A Briton who became a Hollywood heavyweight, Parker also directed ‘Fame’, ‘The Commitments’ and ‘Mississippi Burning’. Together his movies won 10 Academy Awards and 19 British Academy Film Awards.
The director’s family said he died Friday in London after a long illness.
Parker was born in London in in 1944 and, like many other aspiring British directors of his generation, including Ridley Scott and Adrian Lyne, began his career in advertising as a copywriter and director of commercials.
He moved into television with critically acclaimed 1974 drama ‘The Evacuees’, which won an international Emmy Award.
The next year he wrote and directed his first feature, ‘Bugsy Malone’, an unusual, exuberant musical pastiche of gangster films with a cast of children, including a young Jodie Foster.

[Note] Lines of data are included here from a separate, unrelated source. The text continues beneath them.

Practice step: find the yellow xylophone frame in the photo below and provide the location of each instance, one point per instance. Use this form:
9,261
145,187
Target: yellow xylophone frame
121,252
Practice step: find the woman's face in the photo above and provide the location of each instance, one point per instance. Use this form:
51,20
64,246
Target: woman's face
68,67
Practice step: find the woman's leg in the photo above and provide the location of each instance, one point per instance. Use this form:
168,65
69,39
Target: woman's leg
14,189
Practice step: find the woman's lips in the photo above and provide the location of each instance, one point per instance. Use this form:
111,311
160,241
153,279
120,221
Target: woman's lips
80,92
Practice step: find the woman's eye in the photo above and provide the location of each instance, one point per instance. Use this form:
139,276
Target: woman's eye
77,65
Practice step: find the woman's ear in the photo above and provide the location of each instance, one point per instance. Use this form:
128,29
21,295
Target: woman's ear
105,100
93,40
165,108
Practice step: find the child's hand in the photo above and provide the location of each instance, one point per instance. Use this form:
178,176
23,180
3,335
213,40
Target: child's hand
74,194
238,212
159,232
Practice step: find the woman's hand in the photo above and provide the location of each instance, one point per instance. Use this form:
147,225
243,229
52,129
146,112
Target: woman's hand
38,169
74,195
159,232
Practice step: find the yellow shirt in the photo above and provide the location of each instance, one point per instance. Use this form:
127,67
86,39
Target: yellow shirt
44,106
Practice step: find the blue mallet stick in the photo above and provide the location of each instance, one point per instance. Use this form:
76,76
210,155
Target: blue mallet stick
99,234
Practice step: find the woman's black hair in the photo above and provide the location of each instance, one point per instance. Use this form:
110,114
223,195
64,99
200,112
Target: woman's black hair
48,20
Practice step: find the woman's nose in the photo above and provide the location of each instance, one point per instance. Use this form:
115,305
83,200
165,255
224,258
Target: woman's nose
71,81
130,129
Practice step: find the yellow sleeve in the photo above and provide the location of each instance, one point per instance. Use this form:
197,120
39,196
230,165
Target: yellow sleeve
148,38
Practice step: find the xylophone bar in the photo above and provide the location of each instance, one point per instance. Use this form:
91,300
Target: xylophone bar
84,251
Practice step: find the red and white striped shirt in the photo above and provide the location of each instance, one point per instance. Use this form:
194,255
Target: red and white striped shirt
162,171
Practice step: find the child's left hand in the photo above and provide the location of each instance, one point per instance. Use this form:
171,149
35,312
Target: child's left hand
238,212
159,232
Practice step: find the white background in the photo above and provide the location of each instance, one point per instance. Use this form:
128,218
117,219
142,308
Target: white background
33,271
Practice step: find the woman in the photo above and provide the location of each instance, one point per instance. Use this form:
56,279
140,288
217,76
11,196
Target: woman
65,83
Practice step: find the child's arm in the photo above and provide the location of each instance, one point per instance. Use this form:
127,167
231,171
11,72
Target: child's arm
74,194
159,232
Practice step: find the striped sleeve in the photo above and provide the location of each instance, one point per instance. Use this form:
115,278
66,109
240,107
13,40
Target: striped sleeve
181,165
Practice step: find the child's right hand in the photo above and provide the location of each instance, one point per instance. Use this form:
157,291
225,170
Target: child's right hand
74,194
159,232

He followed that with 1978 feature ‘Midnight Express’, the reality-based story of an American’s harrowing incarceration in a Turkish prison for alleged drug offenses. It won two Oscars — including one for Oliver Stone’s script — and gained Parker the first of two best-director nominations.
Parker ranged widely across subjects and genres. While ‘Shoot the Moon’ (1982) and ‘Angela’s Ashes’ (1999) were family dramas, ‘Angel Heart’ (1987) was an occult thriller and ‘Mississippi Burning’ (1988) was a powerful civil rights drama that was nominated for seven Academy Awards, including best director.
Parker was also a notable director of musicals, a genre he both embraced and expanded. ‘Fame’ (1980) was a gritty but celebratory story of life at a performing arts high school, ‘Pink Floyd _ the Wall’ (1982) was a surreal rock opera, ‘The Commitments’ (1991) charted the ups and downs of a ramshackle Dublin soul band, and ‘Evita’ (1996) cast Madonna as Argentine first lady Eva Peron in a big-screen version of Andrew Lloyd Webber’s musical. His final film was death-row drama ‘The Life of David Gale’ in 2003.
Fellow British filmmaker David Puttnam said Parker “was my oldest and closest friend — I was always in awe of his talent. My life, and those of many others who loved and respected him, will never be the same again.”
Parker is survived by his wife Lisa Moran-Parker, children Lucy, Alexander, Jake, Nathan and Henry, and seven grandchildren.